I've always viewed Thanksgiving as a happy segue to the end of the year and while I will enjoy sharing food and time with dear friends at their home, the sense of buoyancy is noticeably missing. Lack of sleep and stress certainly play a role there, but there is something more and it is very frightening: A feeling of trepidation that I've been unable to shake.
This country is morphing into a place I no longer recognize as a safe place to call home. Having lived through the eighties and known people who died as a direct result of government policies, having marched both in Washington and my State capitol, written letters to politicians and officials of every stripe, campaigned and spoken out at every available opportunity, I am devastated to see the potential undoing of all of that.
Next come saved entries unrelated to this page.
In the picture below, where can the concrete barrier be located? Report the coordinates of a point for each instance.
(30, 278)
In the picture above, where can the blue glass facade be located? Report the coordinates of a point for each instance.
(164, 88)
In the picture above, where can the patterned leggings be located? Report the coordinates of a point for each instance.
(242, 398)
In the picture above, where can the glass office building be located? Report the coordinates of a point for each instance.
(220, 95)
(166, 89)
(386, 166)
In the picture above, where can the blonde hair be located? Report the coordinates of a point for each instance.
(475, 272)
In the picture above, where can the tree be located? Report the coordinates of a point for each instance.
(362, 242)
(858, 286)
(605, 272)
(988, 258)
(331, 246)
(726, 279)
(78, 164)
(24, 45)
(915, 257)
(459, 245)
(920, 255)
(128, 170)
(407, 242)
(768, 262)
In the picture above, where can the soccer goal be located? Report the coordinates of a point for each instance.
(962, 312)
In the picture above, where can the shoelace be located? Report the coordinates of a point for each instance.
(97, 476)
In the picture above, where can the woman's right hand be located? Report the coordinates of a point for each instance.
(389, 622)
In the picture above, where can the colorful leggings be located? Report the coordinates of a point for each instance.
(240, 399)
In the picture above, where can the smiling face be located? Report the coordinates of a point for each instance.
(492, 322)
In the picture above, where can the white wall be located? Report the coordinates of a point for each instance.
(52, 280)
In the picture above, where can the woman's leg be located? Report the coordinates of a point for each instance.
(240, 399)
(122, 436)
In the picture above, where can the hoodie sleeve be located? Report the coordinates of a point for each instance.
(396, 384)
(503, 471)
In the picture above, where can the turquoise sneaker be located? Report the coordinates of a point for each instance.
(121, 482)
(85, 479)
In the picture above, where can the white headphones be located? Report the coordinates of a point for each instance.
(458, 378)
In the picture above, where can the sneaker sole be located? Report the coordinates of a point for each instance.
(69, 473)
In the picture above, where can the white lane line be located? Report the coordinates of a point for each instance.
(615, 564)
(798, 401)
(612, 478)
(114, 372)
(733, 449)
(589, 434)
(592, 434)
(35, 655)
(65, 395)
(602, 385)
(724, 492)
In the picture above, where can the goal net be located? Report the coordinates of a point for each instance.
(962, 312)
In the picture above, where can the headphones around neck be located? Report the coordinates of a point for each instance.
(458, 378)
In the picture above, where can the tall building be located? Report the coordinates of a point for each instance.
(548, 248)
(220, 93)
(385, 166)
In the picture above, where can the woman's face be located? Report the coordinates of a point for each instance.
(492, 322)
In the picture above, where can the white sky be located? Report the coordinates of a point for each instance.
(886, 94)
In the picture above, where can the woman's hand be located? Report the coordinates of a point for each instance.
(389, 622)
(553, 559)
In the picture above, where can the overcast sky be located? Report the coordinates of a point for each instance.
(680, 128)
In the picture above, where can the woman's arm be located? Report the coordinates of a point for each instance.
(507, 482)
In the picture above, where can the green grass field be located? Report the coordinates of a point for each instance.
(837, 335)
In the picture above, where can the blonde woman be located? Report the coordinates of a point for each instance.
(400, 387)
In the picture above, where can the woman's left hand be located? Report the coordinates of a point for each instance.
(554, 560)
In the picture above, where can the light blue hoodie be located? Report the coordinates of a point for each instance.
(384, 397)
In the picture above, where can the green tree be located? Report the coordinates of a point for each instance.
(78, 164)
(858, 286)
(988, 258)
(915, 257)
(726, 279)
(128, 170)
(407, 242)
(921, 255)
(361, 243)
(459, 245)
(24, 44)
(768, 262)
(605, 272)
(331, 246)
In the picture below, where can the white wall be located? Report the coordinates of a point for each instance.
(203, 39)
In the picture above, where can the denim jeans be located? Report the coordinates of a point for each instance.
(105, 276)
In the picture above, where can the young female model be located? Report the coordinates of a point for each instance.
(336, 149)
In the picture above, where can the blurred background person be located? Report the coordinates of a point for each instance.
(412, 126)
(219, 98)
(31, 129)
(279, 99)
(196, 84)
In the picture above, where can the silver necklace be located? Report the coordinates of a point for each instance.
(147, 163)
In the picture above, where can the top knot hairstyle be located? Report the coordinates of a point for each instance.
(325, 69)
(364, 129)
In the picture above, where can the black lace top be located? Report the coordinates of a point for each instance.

When legislators speak about gutting Social Security and Medicare as well as our safety net for the poor, the direct consequence of those actions mean that some of us will die, and having reached a point in my life at which I no longer earn and put in, but withdraw Social Security and use Medicare, my life and well being are under threat. I am also disabled and have been mocked in public, female and have been reduced to body parts by a man who should never come near a position of leadership let alone the presidency of this country. As a Jew, I am frightened not of my Muslim neighbors but our coming fascist, white supremacist, racist leadership.
When friends glibly say that they will fight, I wonder how because it seems that what is more likely to happen is that people will hunker down, shrink into the background and not make waves. It will be interesting to see the tipping point between fear and frustration.
Tomorrow, I will hope that the solace of good friends is enough because beyond the myths that people tell themselves about this being a great country, friends are all that remain.